Your business is not actually about you. This is one of the most common (and easily preventable) branding mistakes!
You do know that, right? Your business does not exist to make you feel good, or to be the baby upon which you can project all of your own dreams and wishes.
It's a vehicle for expression, yes, and you should feel good about it. But it really exists to serve others and to contribute something to the collective.
And if you can't reach the collective, you can't serve them and make the impact you're supposed to.
So you need to take into account what kinds of visuals speak to them, help make the connection, and most of all, reinforce visually all of the things your brand stands for.
All of this should inform the colors you choose, the overall style and aesthetic you aim for, the typefaces you choose, and the design elements you use on your website, your graphics, social marketing materials, and online content.
You should like it, too, of course. But it's less about you and your feelings. It's more about what is going to communicate the right things to the right people. (That's all branding really is! It's communication.)
When most people think of rebranding, they think it means making changes to their brand's visuals alone.
That's definitely part of it, but it's really an oversimplification.
Your brand should be evolving over time and as the needs of your clients shift and expand along the way. Your strategies may evolve, and you may start taking your brand's visuals in a slightly different direction than what you'd originally established.

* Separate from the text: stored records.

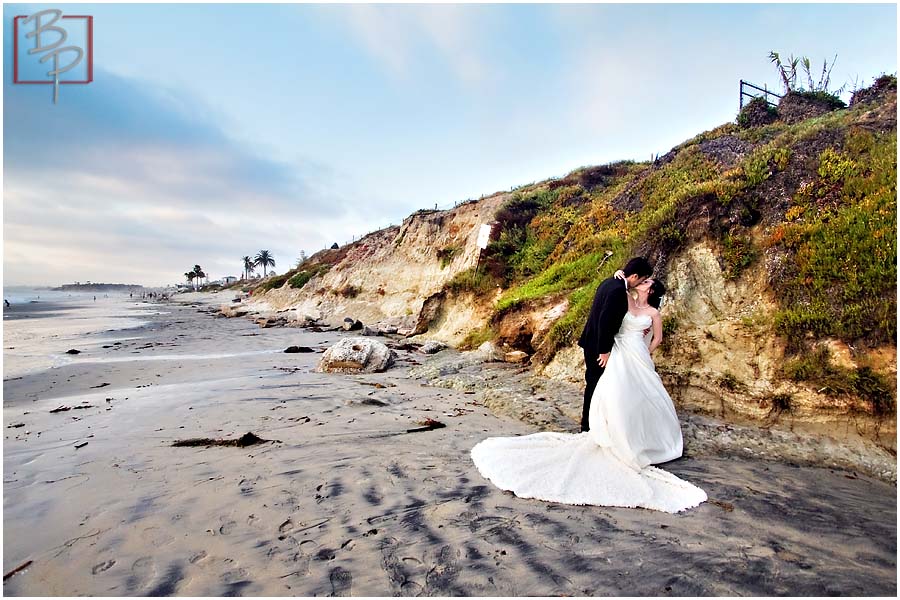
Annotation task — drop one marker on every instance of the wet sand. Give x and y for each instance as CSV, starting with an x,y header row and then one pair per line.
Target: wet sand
x,y
344,502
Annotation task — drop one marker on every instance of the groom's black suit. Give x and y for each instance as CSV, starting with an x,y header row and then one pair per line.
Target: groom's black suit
x,y
607,311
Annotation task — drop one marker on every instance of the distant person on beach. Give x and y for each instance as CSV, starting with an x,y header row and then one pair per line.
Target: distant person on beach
x,y
633,420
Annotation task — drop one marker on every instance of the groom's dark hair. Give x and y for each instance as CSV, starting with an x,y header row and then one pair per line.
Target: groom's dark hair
x,y
657,291
638,266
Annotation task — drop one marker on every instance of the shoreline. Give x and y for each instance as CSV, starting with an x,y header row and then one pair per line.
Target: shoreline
x,y
344,501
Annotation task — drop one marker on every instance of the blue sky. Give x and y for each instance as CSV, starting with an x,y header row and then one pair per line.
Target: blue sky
x,y
212,131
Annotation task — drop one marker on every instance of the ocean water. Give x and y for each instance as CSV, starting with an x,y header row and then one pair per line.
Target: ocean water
x,y
40,325
25,295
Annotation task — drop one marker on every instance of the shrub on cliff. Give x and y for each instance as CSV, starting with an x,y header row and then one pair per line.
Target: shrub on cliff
x,y
757,112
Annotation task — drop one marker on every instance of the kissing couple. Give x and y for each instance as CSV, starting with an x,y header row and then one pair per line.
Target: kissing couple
x,y
628,420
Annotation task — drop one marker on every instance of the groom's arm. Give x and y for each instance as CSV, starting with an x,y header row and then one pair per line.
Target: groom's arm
x,y
611,316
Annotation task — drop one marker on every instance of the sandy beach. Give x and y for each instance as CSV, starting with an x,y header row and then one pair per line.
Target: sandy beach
x,y
342,499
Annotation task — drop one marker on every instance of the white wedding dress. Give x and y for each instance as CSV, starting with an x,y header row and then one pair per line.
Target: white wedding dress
x,y
632,426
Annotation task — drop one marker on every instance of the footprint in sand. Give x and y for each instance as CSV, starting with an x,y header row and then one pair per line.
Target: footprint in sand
x,y
248,486
227,526
444,572
143,572
156,536
105,565
307,547
341,581
285,528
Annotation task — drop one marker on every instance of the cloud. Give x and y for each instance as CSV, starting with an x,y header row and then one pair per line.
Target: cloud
x,y
121,178
398,36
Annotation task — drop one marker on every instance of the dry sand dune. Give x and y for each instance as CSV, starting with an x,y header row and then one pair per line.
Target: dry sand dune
x,y
343,501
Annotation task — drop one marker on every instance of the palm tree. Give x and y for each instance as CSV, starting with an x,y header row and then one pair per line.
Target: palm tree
x,y
198,274
264,259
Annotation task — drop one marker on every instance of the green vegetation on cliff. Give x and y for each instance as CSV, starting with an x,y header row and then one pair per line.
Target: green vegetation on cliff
x,y
815,199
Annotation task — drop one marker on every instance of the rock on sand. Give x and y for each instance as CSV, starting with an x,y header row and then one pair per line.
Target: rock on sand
x,y
356,355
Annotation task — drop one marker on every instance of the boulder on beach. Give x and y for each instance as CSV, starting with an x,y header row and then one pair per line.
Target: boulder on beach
x,y
351,324
490,352
432,347
356,355
516,356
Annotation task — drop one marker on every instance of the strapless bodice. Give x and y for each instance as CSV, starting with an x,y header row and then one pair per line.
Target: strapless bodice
x,y
632,324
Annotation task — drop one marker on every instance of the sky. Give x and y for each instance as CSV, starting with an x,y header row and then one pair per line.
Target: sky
x,y
213,131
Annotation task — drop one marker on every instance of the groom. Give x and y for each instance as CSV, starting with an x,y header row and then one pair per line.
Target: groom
x,y
607,311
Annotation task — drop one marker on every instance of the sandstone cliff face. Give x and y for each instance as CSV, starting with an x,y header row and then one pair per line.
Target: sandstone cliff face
x,y
724,358
389,275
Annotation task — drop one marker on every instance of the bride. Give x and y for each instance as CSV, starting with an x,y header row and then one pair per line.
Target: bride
x,y
633,425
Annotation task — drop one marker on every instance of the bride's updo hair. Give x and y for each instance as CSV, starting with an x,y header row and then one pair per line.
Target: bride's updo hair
x,y
657,290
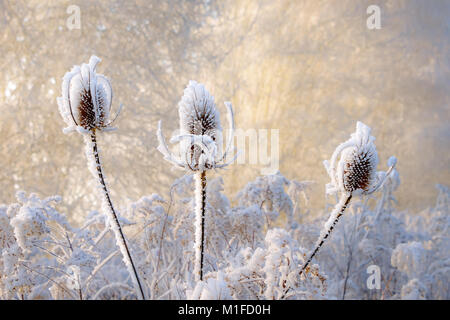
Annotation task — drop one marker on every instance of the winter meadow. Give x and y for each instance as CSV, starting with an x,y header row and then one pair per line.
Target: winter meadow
x,y
252,150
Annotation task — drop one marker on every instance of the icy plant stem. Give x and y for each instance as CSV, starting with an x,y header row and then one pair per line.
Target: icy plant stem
x,y
113,219
329,226
200,204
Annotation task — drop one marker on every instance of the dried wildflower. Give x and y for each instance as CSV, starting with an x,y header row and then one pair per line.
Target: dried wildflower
x,y
85,106
355,173
86,99
200,132
200,137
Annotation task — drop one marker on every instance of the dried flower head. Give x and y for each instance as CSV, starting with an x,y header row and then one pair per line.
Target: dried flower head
x,y
86,98
355,171
200,131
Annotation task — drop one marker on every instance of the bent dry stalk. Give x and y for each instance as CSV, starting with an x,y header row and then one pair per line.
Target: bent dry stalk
x,y
113,219
200,131
200,210
334,218
85,106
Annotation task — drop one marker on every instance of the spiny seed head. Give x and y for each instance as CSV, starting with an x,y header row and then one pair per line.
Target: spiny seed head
x,y
86,98
199,119
356,169
197,111
359,168
200,135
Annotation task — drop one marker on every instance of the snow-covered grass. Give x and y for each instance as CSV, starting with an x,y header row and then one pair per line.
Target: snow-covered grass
x,y
250,251
262,244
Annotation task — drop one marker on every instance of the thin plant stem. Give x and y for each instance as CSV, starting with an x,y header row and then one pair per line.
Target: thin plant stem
x,y
200,205
340,208
114,221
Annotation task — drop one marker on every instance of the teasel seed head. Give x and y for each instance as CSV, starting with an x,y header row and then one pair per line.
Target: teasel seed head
x,y
200,134
355,172
85,104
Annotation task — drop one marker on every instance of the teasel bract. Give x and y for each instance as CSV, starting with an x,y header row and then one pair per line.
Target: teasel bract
x,y
200,138
85,106
354,174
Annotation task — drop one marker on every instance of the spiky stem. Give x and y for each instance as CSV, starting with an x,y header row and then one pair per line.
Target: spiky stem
x,y
113,219
329,226
200,205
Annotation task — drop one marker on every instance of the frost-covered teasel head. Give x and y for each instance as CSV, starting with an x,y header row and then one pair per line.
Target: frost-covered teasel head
x,y
86,98
355,171
200,132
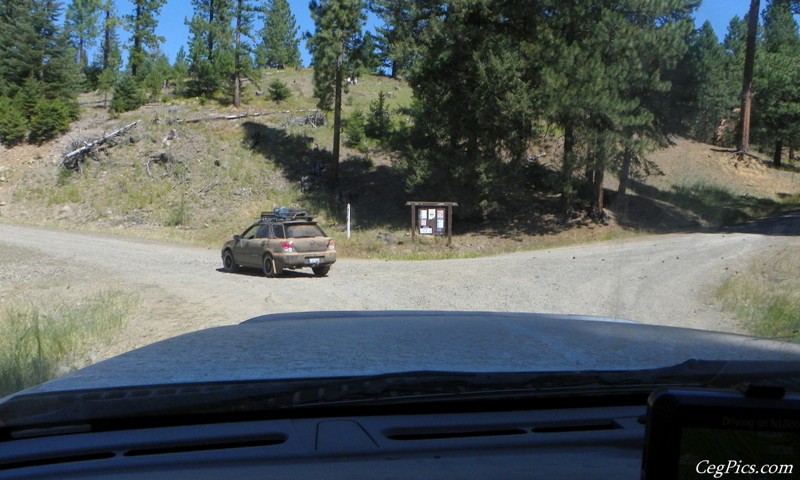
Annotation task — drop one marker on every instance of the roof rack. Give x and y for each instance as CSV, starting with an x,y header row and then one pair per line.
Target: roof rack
x,y
286,213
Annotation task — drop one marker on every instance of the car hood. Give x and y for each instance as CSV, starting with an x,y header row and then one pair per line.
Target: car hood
x,y
340,344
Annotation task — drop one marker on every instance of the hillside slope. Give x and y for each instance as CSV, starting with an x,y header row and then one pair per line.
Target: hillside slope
x,y
199,182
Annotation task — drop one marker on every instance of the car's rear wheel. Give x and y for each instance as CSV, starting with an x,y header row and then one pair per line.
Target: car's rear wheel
x,y
228,262
269,267
321,271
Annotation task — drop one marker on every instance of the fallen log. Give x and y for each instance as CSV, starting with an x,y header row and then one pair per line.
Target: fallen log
x,y
239,116
72,160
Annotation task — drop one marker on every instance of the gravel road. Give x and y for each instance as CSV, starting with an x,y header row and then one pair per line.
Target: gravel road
x,y
664,279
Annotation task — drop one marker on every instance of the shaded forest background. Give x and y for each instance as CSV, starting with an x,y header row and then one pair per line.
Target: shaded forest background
x,y
493,85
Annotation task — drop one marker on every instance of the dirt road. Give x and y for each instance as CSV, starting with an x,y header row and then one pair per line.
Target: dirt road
x,y
663,280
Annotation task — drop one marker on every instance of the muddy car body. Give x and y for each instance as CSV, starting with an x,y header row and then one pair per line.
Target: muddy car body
x,y
284,238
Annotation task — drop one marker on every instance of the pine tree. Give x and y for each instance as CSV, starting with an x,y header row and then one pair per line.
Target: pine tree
x,y
110,56
38,74
242,60
279,46
338,26
81,24
776,110
602,66
399,36
701,93
141,23
743,136
211,60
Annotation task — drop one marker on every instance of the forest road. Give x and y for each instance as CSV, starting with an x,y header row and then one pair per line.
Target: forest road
x,y
664,279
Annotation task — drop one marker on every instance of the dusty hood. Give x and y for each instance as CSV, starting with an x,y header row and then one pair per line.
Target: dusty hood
x,y
334,344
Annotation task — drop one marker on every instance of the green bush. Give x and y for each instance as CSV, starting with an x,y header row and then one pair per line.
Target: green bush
x,y
50,119
278,91
379,122
13,126
354,129
127,95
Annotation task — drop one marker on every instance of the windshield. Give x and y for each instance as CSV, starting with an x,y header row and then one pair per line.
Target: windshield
x,y
595,167
303,231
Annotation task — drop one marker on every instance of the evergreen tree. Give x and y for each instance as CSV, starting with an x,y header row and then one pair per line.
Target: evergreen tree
x,y
399,36
476,82
338,25
278,91
155,74
180,71
701,92
743,133
279,46
141,23
242,60
38,75
210,56
81,24
603,63
776,110
127,95
110,56
13,126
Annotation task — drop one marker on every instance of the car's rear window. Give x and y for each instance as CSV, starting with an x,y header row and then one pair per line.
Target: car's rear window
x,y
304,230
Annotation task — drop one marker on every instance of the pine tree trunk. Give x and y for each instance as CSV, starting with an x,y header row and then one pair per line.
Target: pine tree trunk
x,y
747,79
624,174
337,119
566,170
776,158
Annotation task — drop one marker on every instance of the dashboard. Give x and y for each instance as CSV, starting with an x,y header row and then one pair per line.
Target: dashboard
x,y
604,442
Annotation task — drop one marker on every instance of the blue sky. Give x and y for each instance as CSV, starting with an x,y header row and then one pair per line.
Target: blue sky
x,y
173,28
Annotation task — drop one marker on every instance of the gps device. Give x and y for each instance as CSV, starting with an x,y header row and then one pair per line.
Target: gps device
x,y
712,434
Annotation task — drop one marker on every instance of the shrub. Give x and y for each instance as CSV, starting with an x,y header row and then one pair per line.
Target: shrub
x,y
379,121
354,129
127,95
278,91
13,127
50,119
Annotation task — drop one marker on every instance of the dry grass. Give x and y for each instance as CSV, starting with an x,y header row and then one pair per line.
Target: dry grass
x,y
767,295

That's all totally fine! But it's not necessarily a rebrand. At least, not in the "tear it all down and rebuild" sense that the word "rebrand" implies.
That is not something to take lightly! We're talking the equivalent of a total demolition of the old, and construction of something new. It's not something you do when you're bored with your visuals or wondering why your social media posts aren't converting.
The alternatives here include a brand refresh, where you're updating elements, especially visual pieces, but the feel and identity remain largely the same. Especially if your strategies have since changed. Any time your strategies shift, there's a chance you may need to revisit the visual expression to make sure they're all still connecting and communicating the same things.
And the other option is to leave it alone, which still isn't really doing nothing, exactly. (Because, as I've stated, your brand should always be evolving anyway!) But with the choice to hold steady with your brand, you're allowing things to evolve and change more naturally over a longer period of time. The changes you make are smaller things that still align with your original goals and strategies.
The last option, obviously, is least likely to confuse your audience, assuming that you have decent strategies and visuals in place to begin with.
I think we often underestimate the power of just being in our own energy, owning it entirely, and holding the standard and the vision for ourselves and our brand.
That kind of stability and consistency is key when establishing expectations and brand recognition. You never know who's silently admiring what you do and trying to figure out how they can work with you.
If you get restless or frustrated and abandon it too early because you can't yet see the payoff, you may end up sacrificing things you actually really wanted. This is probably the most killer of all the branding mistakes one could make. In other words, that shift could end up attracting some people who are drawn in by the superficial, all while losing those A+ potential clients that were completely on board with you and your brand to begin with.
A lot of faith and a little patience goes a long way, is all I'm saying.
Even if it looks "pretty good" to you, without intentional design that prioritizes the right messages (and to the right people), I guarantee you are missing opportunities to find your people, connect with them, and entice them to buy from you (at the price points you set).
Branding based on a comprehensive vision keeps you focused on your own goals. It keeps you ahead of things and doesn't put you in a place of having to be reactive.
Your brand vision should truly be your own, not just a response to everything around you.
Branding allows you to set the energy for the whole experience--which is exactly what your job is, as the leader and visionary for the entire thing.
So set it intentionally, and maximize your impact--and the happiness you feel, working in your own soul-led brand.